Jackson's profound influence on global popular culture can be measured in the numerous song-and-dance routines of Bollywood films. Indian choreographers have yet to recover from the Thriller effect, which informs a good three quarters of all Bollywood dance numbers. Jai ho MJ said AR Rahman in his tribute. In the Caribbean the Jackson Brothers came to both Jamaica and Trinidad and Tobago. Mark Lyndersay has written a memorable account in the Trinidad Guardian of his encounter with MJ on that 1978 visit. Here he describes accompanying MJ to Laventille:

The lanky young black man, his hair a massive puff that swayed in the evening breeze, walked along the road, waving, shaking hands and chatting with surprised people relaxing in their verandahs on a warm sunny Sunday afternoon.
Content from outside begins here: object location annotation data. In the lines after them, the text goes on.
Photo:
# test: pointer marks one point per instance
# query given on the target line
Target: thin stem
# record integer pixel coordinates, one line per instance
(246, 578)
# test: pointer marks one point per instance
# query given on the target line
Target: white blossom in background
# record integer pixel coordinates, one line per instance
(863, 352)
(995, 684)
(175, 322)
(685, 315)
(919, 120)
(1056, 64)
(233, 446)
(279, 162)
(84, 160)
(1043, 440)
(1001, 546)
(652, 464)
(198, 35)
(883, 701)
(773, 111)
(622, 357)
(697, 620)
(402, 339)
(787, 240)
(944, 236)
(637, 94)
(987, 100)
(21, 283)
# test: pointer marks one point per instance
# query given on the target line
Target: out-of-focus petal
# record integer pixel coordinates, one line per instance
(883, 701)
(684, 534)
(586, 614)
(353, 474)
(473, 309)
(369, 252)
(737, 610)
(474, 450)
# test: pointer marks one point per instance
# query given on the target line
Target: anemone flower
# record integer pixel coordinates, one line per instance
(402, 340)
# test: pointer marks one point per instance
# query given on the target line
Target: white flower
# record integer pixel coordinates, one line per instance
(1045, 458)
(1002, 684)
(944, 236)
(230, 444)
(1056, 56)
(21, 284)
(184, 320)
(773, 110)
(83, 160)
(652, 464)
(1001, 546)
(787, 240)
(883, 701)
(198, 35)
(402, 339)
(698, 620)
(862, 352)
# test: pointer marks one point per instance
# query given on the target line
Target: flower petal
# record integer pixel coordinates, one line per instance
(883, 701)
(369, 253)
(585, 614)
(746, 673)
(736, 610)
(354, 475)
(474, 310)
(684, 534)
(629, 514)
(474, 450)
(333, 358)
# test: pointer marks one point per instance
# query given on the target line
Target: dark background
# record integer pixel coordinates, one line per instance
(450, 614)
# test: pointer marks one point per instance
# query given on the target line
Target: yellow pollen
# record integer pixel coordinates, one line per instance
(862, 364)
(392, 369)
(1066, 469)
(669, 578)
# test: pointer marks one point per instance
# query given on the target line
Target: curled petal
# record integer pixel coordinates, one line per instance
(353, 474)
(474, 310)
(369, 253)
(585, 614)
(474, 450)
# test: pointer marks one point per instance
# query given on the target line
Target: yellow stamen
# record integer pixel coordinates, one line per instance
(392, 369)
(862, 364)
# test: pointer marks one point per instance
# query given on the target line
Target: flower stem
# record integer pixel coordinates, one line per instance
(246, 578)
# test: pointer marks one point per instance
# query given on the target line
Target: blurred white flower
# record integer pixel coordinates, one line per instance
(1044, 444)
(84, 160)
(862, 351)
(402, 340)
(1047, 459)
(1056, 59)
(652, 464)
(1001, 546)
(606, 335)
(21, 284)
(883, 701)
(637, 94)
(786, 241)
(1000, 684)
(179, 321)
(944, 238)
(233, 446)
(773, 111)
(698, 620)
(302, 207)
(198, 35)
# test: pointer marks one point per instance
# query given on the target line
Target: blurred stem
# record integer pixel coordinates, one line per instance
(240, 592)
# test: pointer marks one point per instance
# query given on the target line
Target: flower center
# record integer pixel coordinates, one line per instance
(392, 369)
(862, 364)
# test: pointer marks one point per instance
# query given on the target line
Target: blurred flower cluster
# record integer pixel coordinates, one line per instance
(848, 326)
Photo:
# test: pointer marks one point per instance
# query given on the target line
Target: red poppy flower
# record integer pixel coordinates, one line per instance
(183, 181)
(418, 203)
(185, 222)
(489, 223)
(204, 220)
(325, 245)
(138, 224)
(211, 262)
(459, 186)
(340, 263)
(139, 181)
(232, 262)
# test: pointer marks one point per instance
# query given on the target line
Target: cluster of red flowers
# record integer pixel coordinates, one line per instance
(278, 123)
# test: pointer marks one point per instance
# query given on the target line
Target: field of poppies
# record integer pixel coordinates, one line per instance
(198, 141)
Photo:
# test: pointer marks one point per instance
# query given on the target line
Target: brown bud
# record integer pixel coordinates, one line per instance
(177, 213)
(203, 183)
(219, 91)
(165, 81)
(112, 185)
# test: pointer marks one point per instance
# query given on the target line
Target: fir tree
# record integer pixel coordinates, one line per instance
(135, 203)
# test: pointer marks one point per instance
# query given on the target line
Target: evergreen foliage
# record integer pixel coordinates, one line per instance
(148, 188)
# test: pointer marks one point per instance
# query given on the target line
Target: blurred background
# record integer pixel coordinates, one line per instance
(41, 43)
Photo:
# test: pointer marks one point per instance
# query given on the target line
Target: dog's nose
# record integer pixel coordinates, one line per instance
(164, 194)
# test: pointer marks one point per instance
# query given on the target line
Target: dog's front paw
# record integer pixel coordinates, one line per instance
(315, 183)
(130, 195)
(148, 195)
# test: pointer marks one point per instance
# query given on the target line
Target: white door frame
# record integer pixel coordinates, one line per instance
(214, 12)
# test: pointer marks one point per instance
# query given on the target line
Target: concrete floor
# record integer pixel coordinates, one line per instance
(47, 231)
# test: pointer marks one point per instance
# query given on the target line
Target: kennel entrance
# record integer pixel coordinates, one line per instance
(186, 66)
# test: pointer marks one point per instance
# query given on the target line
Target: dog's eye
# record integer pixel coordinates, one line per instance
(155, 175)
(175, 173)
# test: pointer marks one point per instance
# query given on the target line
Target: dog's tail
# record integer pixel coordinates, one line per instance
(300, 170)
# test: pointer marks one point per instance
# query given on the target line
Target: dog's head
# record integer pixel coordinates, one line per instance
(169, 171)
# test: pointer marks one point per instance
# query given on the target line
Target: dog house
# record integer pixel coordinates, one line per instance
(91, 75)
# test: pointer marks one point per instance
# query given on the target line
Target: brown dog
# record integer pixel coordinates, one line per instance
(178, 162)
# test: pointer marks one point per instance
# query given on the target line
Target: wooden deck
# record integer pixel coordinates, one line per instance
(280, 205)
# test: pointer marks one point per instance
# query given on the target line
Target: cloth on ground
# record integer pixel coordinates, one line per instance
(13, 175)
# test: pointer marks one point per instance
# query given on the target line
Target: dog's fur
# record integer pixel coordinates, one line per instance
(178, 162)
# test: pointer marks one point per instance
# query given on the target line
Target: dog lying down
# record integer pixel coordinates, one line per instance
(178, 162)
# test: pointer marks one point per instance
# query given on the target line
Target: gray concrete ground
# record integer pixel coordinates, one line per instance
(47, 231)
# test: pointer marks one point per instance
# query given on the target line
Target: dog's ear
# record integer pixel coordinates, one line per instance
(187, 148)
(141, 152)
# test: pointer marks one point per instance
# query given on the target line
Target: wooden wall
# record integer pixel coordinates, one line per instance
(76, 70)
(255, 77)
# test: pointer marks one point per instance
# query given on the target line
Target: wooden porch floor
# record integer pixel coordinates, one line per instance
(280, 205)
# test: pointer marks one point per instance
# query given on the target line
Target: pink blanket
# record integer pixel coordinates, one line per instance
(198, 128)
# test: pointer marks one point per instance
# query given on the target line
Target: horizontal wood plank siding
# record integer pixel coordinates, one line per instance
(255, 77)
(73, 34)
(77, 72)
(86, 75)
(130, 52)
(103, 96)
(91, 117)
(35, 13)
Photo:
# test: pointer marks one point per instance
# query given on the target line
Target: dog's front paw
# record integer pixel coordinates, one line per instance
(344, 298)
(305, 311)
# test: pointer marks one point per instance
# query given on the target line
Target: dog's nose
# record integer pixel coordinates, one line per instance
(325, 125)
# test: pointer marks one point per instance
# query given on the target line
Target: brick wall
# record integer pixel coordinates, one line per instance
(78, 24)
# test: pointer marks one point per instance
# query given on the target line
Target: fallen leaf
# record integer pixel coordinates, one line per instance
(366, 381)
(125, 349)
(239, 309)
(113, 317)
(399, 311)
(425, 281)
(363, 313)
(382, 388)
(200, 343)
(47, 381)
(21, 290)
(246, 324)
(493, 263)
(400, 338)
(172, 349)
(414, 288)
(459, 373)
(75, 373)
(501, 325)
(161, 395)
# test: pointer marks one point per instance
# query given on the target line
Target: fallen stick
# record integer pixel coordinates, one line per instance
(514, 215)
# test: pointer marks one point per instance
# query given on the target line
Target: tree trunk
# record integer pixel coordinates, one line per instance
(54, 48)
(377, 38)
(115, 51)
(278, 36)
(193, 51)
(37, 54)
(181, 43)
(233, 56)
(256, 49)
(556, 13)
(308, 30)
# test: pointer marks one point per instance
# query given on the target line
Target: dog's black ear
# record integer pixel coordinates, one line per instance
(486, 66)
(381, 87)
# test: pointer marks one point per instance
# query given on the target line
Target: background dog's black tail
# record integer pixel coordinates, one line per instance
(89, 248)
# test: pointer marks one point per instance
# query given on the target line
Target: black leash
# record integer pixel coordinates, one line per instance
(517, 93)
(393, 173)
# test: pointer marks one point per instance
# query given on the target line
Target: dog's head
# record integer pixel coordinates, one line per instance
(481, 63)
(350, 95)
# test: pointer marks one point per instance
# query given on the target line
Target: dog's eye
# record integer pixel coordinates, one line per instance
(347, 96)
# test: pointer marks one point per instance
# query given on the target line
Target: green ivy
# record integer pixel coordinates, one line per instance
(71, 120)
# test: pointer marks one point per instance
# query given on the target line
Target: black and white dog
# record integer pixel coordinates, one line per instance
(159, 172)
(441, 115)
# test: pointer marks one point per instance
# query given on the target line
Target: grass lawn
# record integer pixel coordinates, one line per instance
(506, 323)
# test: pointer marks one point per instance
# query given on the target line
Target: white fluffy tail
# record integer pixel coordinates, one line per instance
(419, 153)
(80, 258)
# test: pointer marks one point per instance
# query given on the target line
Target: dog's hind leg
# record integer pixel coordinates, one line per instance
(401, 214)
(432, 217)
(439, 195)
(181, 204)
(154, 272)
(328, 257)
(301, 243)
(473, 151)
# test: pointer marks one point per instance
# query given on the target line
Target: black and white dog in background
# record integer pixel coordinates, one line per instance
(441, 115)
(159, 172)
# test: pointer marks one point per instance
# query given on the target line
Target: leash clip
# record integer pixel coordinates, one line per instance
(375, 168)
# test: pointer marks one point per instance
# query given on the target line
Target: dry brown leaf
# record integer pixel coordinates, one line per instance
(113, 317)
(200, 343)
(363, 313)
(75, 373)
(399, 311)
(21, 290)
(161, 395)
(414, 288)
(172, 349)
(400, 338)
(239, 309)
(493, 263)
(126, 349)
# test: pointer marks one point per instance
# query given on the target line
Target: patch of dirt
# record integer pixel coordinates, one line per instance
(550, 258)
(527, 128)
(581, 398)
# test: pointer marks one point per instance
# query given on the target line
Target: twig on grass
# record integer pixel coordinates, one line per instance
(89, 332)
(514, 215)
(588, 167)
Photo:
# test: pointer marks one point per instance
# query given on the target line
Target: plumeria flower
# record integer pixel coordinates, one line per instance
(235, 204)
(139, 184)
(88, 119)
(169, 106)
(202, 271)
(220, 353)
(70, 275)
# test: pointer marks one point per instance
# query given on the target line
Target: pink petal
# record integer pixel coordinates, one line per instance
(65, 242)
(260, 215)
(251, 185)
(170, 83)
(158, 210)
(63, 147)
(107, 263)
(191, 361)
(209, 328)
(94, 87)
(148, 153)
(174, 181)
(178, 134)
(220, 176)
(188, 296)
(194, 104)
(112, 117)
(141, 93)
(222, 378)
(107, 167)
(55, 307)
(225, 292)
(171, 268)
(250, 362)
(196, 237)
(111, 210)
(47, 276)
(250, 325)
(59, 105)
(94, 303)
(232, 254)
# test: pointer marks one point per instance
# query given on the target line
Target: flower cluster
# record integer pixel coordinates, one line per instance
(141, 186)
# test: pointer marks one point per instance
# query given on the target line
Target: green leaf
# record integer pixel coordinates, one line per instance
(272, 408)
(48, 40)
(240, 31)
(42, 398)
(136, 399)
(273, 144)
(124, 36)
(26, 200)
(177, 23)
I photographed the entire encounter for what I was told were his scrapbooks, memoirs he gathered of his travels.




Another area Michael may have been surprised to know he impacted on was the Middle East. In an article called "He meant so much to Arabs" the author detailed the region's love affair with the singer:

As most of his admirers in the Middle East got pirated or smuggled copies of his music in the 1980s and 1990s, I don’t think MJ knew just how much his music shaped a whole generation of Arabs, just how many fans he had here and just how devoted they remained throughout his ordeals.

We might not have heard of the Beatles or Elvis Presley, but we sure knew Michael Jackson

There was just something about him and his songs that rang true. When we were teenagers, we would often smuggle music by MJ into our school in Saudi Arabia and share it among us by putting the cassettes into generic plastic covers to hide the fact that we were listening to his music.

There were fears among the religious police about his “influence” on the young mind, particularly as songs such as Bad and Beat It were copied and sung, and even dubbed into Arabic, by the young and the rebellious.

We didn’t care about his personal life, it didn’t matter. What was important were the songs. We identified with the themes of loneliness and rejection in his lyrics.

After the first Gulf War, the young in countries such as Saudi Arabia, Iraq and Kuwait listened to his songs for strength and inspiration. I know I did – even if I didn’t understand all of the words back then.

In many ways – and despite reservations about Washington’s recent foreign policy – he was a symbol of America as a land of opportunity, especially for a generation of Arabs that had grown up in conflict.

People named their cars after him, not to mention their pets – my own white-and-black cat is called MJ.

The 1985 song We are the World, which MJ co-wrote, is a regular at school parties. Even his more recent albums strike a chord with his Middle Eastern fans, while a song like Scream, for example, is often played among young groupings who feel frustrated, pressurised, and suppressed by the establishment, whether it be official or cultural.


MJ performing live in Bucharest

As #Michaeljackson replaced #iranelection overnight as the top trending subject on Twitter a bitter Iranelection tweep reflected on the rapid shift in the public's attention: "amazing how quickly interests shift from the plight of an entire country and its people to the death of a washed up pedophile #iranelection". I wondered if this person so contemptuously dismissing Jackson realized that, just as in Saudi Arabia and the rest of the Middle East, it was probably this 'washed-up pedophile' who was responsible for exposing Iranian youth to the seductive, permissive culture of the West and indirectly to the rebellious spirit we saw erupt in Tehran last week.

And for a great deconstruction of how news systems work the death of 'famous persons' have a look at this cartoon from the Stereotypist (a comic written and poorly drawn by john campbell. updated entirely without warning. e-mail wtfwjd 'at' gmail dot com)
below. In the meantime i prefer to think of Michael as a friend on Facebook visualized him:

Sonjah Stanley Niaah
MJ: The moonwalker who dwelled on earth for a while and left a luminous musical legacy!